Sunday, July 17, 2011

Enterprise Architects Enabling Strategic Global Sourcing

As the lead Architect for my firm at the client we are engaged with, I anchor a weekly pow-wow between our teams and client’s Enterprise Architects. The agenda for the sessions is open, addressing key architectural, technical and process related issues, ideation on best practices and discussions from our respective eco-systems.

During a recent session, Dave, one of the clients EA’s brought up the topic of sourcing and a viewpoint he was building for his CIO. I pointed out to Dave how the sourcing challenge EA’s at this firm are coming to grips with are not unique. I pointed him to my Cutter Journal paper on the topic (Enterprise Architects Enabling Strategic Global Sourcing) and we began brainstorming some of the ideas as it was applicable in the current context.

After the brainstorm I began musing how I hadn’t revisited my views after I had written the paper, over a year and half ago. A few of the background issues continue to plague Enterprise Architecture groups: sluggish economy and lack of hiring means Enterprise Architecture groups are not getting fresh talent.
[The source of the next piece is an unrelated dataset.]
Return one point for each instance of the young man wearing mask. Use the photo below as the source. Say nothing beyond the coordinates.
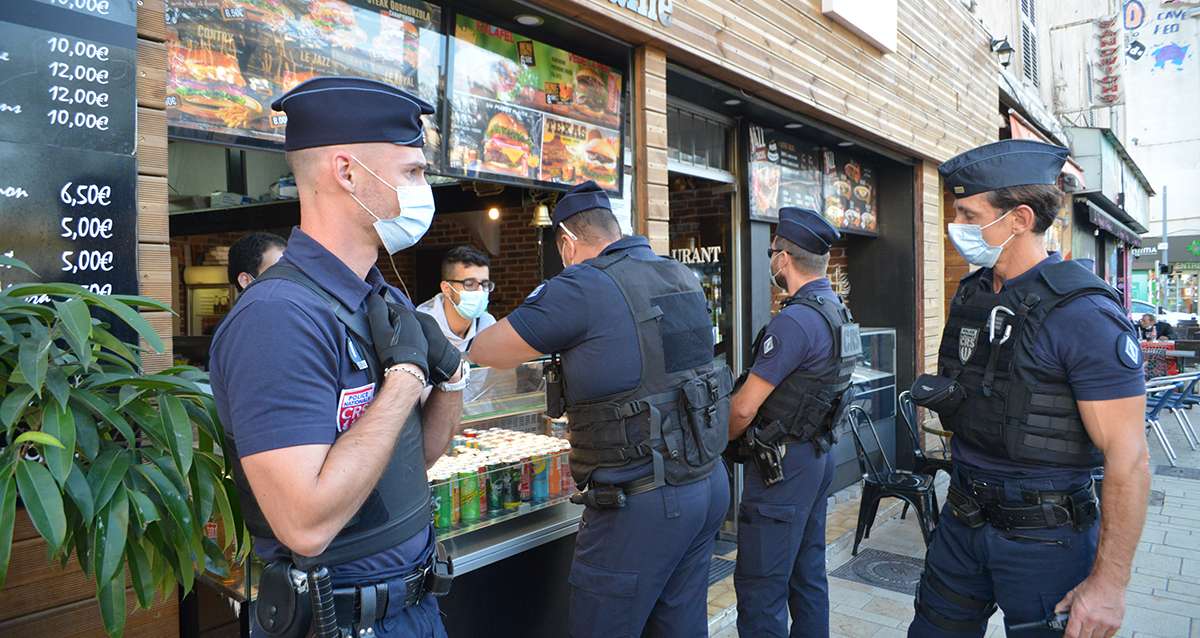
(461, 307)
Lack of hiring at the bottom is also impacting nurturing of homegrown talent in client organizations while continued visa restrictions also means Offshoring firms are discerning when it comes to bringing talent more than needed onsite.

I had addressed some of the key issues I had seen at client organizations in the paper:


  • Loss of technical expertise due to sourcing

  • The need to coordinate multivendor scenarios

  • Vendors lacking knowledge of organizational dynamics

  • Vendors lacking specific business context

  • Vendors not up to date on organizational processes, acronyms, and jargon

Since I wrote the paper, I have continued to be engaged with other clients and Enterprise Architects, who continually voice views on similar challenges I had highlighted in the paper. As I continue to brainstorm on the topic, I might revisit the views in the paper. Do send in your comments too.